Il n’y a pas d’autre solution pour faire changer les choses que la diffusion de ces informations jusqu’à ce qu’elles franchissent les couches épaisses de l’indifférence ou de l’impuissance labyrinthique des institutions. L’incompétence de certains commissariats, de certains bureaux de juges d’instruction et même de certains avocats sur ces sujets me laisse souvent rêveuse.

Comment est-ce possible ?

C’est ainsi.

Ce sont parfois même, trop souvent, à l’intérieur de ces métiers censés nous protéger que l’on trouve les pires violents, violeurs et harceleurs, que ce soit dans la justice, la médecine, la police, l’armée (article du monde sur le harcèlement des jeunes avocates, témoignage sur l’armée ci-joints)…

L’éducation en France ne laisse aucune place à l’intelligence de l’intime, du lien, des émotions. On considère que cela fait partie des compétences des familles… Nous retrouvons cette grave lacune dans les formations aux métiers du soin, où le savoir intellectuel et les compétences techniques sont omniprésentes au détriment de l’humain, y compris dans la psychothérapie officielle. Or apprendre l’empathie et le langage des émotions, mais aussi comprendre les souffrances que l’on porte et les conséquences des violences que nous avons subies est essentiel pour un adulte et encore plus important quand on a une famille ou un métier qui nous rend responsable peu ou prou de la vie d’autrui. C’est aussi voire bien plus important qu’apprendre que Christophe Colomb a découvert l’Amérique, surtout en cachant que c’était un tyran psychopathe.

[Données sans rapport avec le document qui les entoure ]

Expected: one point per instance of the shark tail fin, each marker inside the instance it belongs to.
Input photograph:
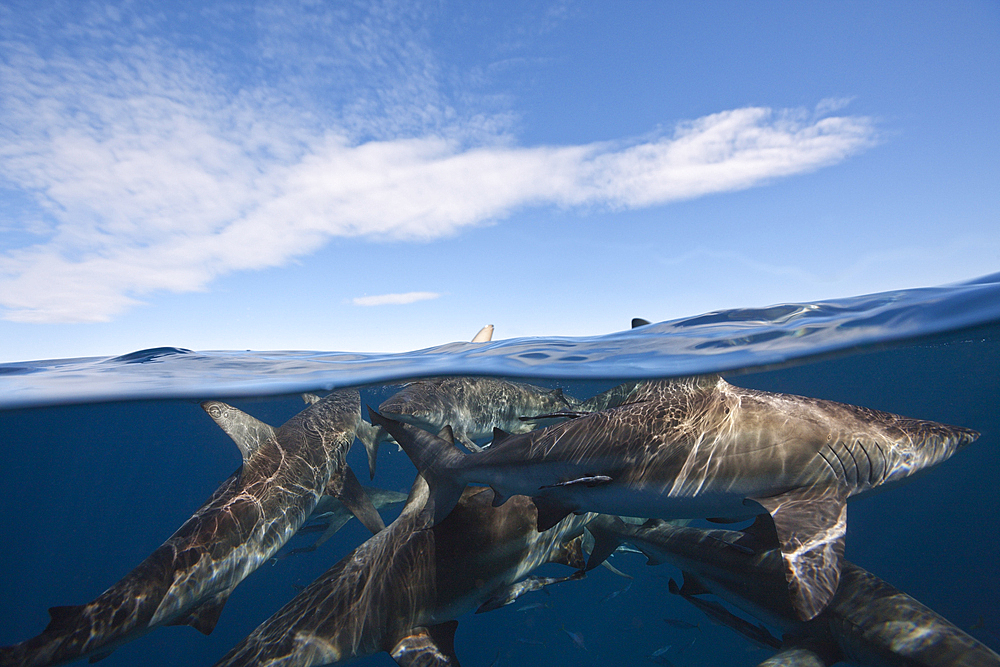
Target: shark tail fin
(370, 436)
(606, 539)
(435, 458)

Mais c’est inaudible en France, sauf dans quelques milieux alternatifs encore trop marginalisés. Alors en attendant, tout continue à l’identique ou presque. Car la parole, indispensable, ne suffit pas si elle n’est pas incarnée dans un changement émotionnel et corporel.

Réinventer au quotidien les relations homme-femme est un défi depuis des décennies mais ce défi devient encore plus vital aujourd’hui. Alors demandons-nous mes sœurs en quoi nous, femmes supposée libres, nous nourrissons au quotidien l’ancien ordre du monde. Par adhésion sincère, le tea-party existe bien, par intérêt carriériste et politique, par instinct de survie ou par confort, par résistance au changement… ou par impuissance.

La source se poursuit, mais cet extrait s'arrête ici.